Graduands are only allowed two tickets each for the ceremony, so Rachel's parents sat in the Great Hall, whereas myself and Granny and John were to go to a screening room where the ceremony is broadcast live on to two television screens. As an overflow room it is not very big, so I went in early and reserved three seats, asking the two people flanking the aisle to protect them.

Back in the foyer Granny and John arrived and many photos were taken, particularly of Rachel in her robes and mortarboard next to a Christmas tree. It took a while for us all to be ready to go in and so, to my dismay, as we arrived the three seats I had reserved had become two. The people reserving them had left and so we were quite lucky we still had two. The rest of the room was packed so I stood at the back in the doorway. This was not a good place to stand because people would frequently approach, see that people were standing at the back, in the doorway and out into the corridor and, taking this as a sign that the room was full, proceed in anyway, just to see for themselves. Every time somebody did this we all had to shuffle around and breathe in to give them room, holding our breath for the few seconds it would take for them to come back out again, having confirmed their suspicions. Eventually room was made and I could move from the doorway into the room itself, propped against the back wall.

The ceremony began with a fanfare. It was quite the spectacle: everybody in their finery and robes, everybody geared up for occasion. But I was distracted from all of this by the third trombone player, the one on the right, because he had a magnificent beard.

The occasion was an opportunity for the Vice Chancellor/Pro-Vice Chancellor (I forget which) to promote what is going on at Birmingham - and there really is a lot. I have often got the impression that the University of Birmingham is forgotten (people automatically think of Aston), but this is a hub of pioneering research and many tremendously expensive developments. It makes graduating from here quite special. I was very impressed with Birmingham's rank within the UK and on a world scale, although I have now forgotten both*.

Standing in the overflow room was funny. Whenever somebody went up to receive their degree, often their family and friends, if present, would cheer and clap. In the Great Hall this would have been perfectly normal, but here we were disconnected from the hall - the graduand couldn't hear them. It lifted the spirit in the room, and those present were united in respect for those graduating. These people deserved their applause, even though they couldn't hear it.

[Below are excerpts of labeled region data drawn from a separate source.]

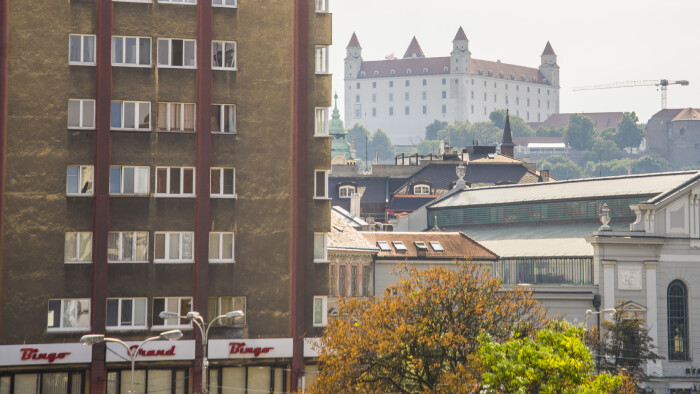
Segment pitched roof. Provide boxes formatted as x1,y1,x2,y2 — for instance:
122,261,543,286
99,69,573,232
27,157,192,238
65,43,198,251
452,26,469,41
403,36,425,59
362,232,498,260
347,33,362,48
542,41,557,56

In front of me there were a few young children, clearly bored and unaware of what they were supposed to be watching. One of them had easy-wipe cards with puzzles on, such as mazes and spot the difference. He would scribble all over them with magic markers, rub it out and then start again. He began playing a version of noughts and crosses with his mother. This involved writing your initial in a square, taking it in turns and trying to get four in a row. The boy began:

"b"

Now it was mum's turn:

"N"

I can only assume that the N stood for the lady's real name. But the young lad was not happy with this, for he rubbed it all out and told his mum: "but that's not your name... you're 'm' for mummy!"

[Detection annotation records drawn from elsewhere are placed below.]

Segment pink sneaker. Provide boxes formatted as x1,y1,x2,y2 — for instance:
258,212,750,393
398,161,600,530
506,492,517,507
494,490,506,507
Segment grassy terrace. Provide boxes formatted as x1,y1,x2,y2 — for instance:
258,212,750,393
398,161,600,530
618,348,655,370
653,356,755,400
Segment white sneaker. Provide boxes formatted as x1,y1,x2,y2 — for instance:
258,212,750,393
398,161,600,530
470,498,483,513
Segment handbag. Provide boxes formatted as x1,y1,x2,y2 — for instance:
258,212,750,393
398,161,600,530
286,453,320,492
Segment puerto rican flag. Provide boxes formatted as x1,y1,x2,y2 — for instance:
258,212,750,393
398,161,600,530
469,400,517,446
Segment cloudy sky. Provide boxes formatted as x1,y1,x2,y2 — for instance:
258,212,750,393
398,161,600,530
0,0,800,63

Soon it was time for Rachel to go up to receive her degree, the only First in the crop of Biosciences graduates. Rather than stressed, concerned about where to be and when, or flustered because of the number of photographs required or, as I was, concerned about falling up the steps on the way, Rachel was the happiest I have seen her in a while. She was beaming, radiant and beautiful and I am incredibly proud of her.